Wäre die Kirche eine Firma, könnte sie sagen: Wenn Kunden weglaufen, sollen sich Mitarbeiter mehr anstrengen – denn es liegt an der Qualität. Aber die Kirche ist keine Firma.
Bei solchen Zahlen muss es einem Unternehmer in den Fingern kribbeln: Die Kirchenmitglieder werden immer weniger – lässt sich da nicht etwas drehen? Pfarrer müssten stärker nach Leistung bezahlt und durch Karriere-Chancen gelockt werden, forderte der frühere Direktor der Unternehmensberatungsfirma McKinsey und heutige Vorsitzende des Arbeitskreises evangelischer Unternehmer, Peter Barrenstein.
»Leistung im Pfarrerberuf kann man nicht auf eine Formel bringen«, sagt dagegen Matthias Große, Vorsitzender der sächsischen Pfarrervertretung. »Manchmal brauche ich für eine gute Predigtvorbereitung nur zwei Stunden, ein anderes Mal bin ich nach acht Stunden noch nicht zufrieden. In manchen Wochen habe ich drei Beerdigungen, manchmal nur eine im Monat. Und an der Zahl der Besucher lässt sich auch nicht die Qualität eines Gottesdienstes festmachen.«
Die Effizienz vieler Gespräche und Besuche ist nicht messbar – doch gerade sie bestimmen für viele Christen die Verbundenheit zu ihrer Kirche, zeigte die jüngste EKD-Mitgliedschaftsuntersuchung.
»Ich beobachte, dass unter Pfarrern oft Qualität und Quantität verwechselt werden«, sagt Tilo Mahn, der als Direktor des Leipziger Instituts für Seelsorge und Gemeindepraxis Vikare ausbildet und Pfarrer berät. »Manche übersetzen Qualität mit: Ich muss viel arbeiten, damit es gut wird.« Leistungsprämien würden nur dazu führen, dass ambitionierte Theologen in Gemeinden mit hohen Erfolgsaussichten drängen.Auch der Vorsitzende der sächsischen Pfarrervertretung meint: »Im Pfarrberuf geht es derzeit nicht zu allererst ums Geld.« Höhere Gehälter für höhere Funktionen in der Kirche hält er für »höchst problematisch«. »Unsere Kirche ist doch von unten her aufgebaut.« Viel mehr als Geld brenne den beamteten Pfarrern häufig die Frage nach Lebensqualität und Freiräumen für die Familie auf den Nägeln, sagt Große. So wäre für zusätzliche Arbeit wie bei Vakanzvertretungen etwas Zusatzurlaub denkbar.
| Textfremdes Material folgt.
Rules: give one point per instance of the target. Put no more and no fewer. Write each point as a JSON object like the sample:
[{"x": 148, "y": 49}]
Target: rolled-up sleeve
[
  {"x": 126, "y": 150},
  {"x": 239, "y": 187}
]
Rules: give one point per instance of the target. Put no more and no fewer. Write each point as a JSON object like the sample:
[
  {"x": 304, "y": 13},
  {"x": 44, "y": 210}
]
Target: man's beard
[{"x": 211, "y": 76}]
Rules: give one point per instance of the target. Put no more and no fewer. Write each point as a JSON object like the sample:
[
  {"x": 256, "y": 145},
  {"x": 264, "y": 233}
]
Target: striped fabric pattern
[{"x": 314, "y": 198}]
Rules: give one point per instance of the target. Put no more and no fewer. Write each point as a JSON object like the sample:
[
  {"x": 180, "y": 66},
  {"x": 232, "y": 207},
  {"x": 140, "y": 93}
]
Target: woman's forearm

In der Wirklichkeit werden kirchliche Mitarbeiter oft zwischen den eigenen Ansprüchen und denen von immer mehr zusammengelegten Gemeinden zerrieben. Wie da noch von Qualität reden? Die Mitarbeiter brauchen dafür mehr Unterstützung denn je.
Immer mehr Pfarrer nehmen das Angebot der Landeskirche an, sich von erfahrenen Kollegen in einer Supervision in ihrer Arbeit begleiten zu lassen. 47 waren es im letzten Jahr – bei über 700 sächsischen Pfarrern eine kleine Minderheit. »Hierfür könnte die teilweise noch anzutreffende Anschauung eine Rolle spiele, Supervision sei ausschließlich als Instrument zur Konfliktbewältigung geeignet oder sei ein Zeichen von Schwäche«, sagt Oberkirchenrat Frank del Chin, Referent für Seelsorge im Landeskirchenamt. »Es ist genau andersherum als ein Zeichen von Professionalität im Dienst zu werten.« Bei vielen Psychologen und Sozialarbeitern ist Supervision längst Pflicht.
In den immer größer werdenden Kirchenbezirken fällt den Superintendenten eine wirkliche Begleitung ihrer Mitarbeiter immer schwerer. Und auch die zwölf ehrenamtlichen Gemeindeberater der Landeskirche können den immer komplexer werdenden Anfragen kaum noch nachkommen. »Andere Landeskirchen haben dafür ein Team aus Hauptamtlichen«, sagt Pfarrer Frank Bohne, Koordinator der Berater. »Wir sind da schwach aufgestellt.«
»Entscheidend ist die Frage nach den Strukturreformen, das ist das größte Problem«, sagt Pfarrervertreter Matthias Große. Wenn größere Gemeindeverbünde gebildet würden, in denen Verwaltungsleiter den Pfarrern Arbeit abnähmen, hätten die Theologen mehr Freiräume für Seelsorge und Verkündigung – letztlich: für mehr Qualität.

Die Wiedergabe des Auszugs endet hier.